Me? Really? Road Construction?
Yes. You can be a flagger. You go downtown to the Union Hall, sign up, they’ll train you.
They did. They trained me. Very well.
They called me a Traffic Control Technician. Very powerful. And they told me that my job was safet,y and the first person that I had to keep safe was myself. it’s the same as the old story about being on the airplane with oxygen mask and you need to put your own oxygen on first. And so I had to keep myself safe first too. I had to keep the people who are driving through road construction safe and I needed to be aware of the safety of others working on there.
It was a different world. I loved it. It was awful. It was hot.
I stood on my feet, sometimes 13 hours a day, and you’re not allowed to sit because it psychologically takes your attention away from your job of keeping everyone safe. So I stood with my sign, and my hard hat, and my boots.
You know on the first day, I arrived on the construction site, and I tried to — act like I knew what I was doing? I thought I had shiny boots and a shiny new road construction hat. And on my radio there was a little button that said MON? Over the radio I said, Now, tomorrow is Tuesday. Will I get a new radio or new button? And they loved that. They know I was a rookie right away.
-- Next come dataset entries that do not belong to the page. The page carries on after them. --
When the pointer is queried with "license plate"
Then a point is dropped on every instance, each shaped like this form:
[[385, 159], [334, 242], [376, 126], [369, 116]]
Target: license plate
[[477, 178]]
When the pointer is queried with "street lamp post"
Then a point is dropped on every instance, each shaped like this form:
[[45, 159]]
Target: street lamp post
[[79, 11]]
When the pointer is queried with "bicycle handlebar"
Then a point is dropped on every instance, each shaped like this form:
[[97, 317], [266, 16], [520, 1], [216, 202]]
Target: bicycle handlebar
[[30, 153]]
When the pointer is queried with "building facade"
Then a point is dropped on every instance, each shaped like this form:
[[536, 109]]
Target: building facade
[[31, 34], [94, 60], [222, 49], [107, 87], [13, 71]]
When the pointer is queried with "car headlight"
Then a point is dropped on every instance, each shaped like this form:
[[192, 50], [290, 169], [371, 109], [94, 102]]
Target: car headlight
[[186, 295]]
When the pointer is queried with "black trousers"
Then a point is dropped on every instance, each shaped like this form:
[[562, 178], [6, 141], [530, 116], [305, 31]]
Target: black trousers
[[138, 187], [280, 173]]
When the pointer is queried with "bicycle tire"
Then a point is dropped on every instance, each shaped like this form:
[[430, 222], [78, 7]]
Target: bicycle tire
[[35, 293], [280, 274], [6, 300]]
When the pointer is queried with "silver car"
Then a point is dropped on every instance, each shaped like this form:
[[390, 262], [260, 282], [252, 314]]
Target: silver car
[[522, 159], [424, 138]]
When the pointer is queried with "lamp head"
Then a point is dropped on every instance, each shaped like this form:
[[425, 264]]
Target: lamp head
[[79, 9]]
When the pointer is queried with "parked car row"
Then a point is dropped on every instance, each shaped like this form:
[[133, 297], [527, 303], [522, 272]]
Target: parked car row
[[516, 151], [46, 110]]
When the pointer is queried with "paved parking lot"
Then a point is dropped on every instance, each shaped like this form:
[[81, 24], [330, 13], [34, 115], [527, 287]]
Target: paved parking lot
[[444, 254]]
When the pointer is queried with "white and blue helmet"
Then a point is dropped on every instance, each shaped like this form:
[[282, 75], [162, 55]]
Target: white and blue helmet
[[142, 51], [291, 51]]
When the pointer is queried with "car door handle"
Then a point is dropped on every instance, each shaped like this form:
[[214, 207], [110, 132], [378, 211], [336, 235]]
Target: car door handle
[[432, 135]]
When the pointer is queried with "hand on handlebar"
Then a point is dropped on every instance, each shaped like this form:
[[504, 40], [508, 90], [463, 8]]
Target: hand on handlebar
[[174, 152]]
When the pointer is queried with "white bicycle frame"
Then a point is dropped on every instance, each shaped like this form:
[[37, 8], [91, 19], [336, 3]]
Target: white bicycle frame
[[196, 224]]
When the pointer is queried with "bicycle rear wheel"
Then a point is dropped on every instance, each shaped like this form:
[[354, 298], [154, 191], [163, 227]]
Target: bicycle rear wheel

I made friends with every car that I stopped, well with every person, who was driving the car. And. And I told them that they needed to drive 25 miles per hour. They needed to follow closely.
And — then I would get to talk to ‘em. And I got to hear so many stories. If you think you get to hear stories here, well I got to hear stories all day long. It was it was the best job for me.
Well, one day, I got to see lots of clever license plates, by the way, one day, there was a license plate that drove up and it said: DNA. Hmmm. I wonder what that stands for? Well I told the occupants of the car the whole spiel about how fast they could drive, and they seemed like they’re having fun. And, pretty soon, I look really close at their faces and I said, Are you two professors, at Montana Tech?
They said, Well, yes we are. Did you use to take some of our classes? Have been our student?
No I’ve never been your student, but I certainly did use your drug Taxol®. I know that you’re having a lot of trouble having that accepted by the medical community, and you must have been successful because here I am to prove that that’s a great drug.
It was the most wonderful reunion that I have ever had in my life. Pretty soon it was time for them to drive off with a pilot car — and I was so sad to see them go.
Don stuck his head out the window and he said, Thank you.
And I said, No! Thank you!
Nobody ever told me that I would be able to say thank you to the scientist who developed the drug that saved my life.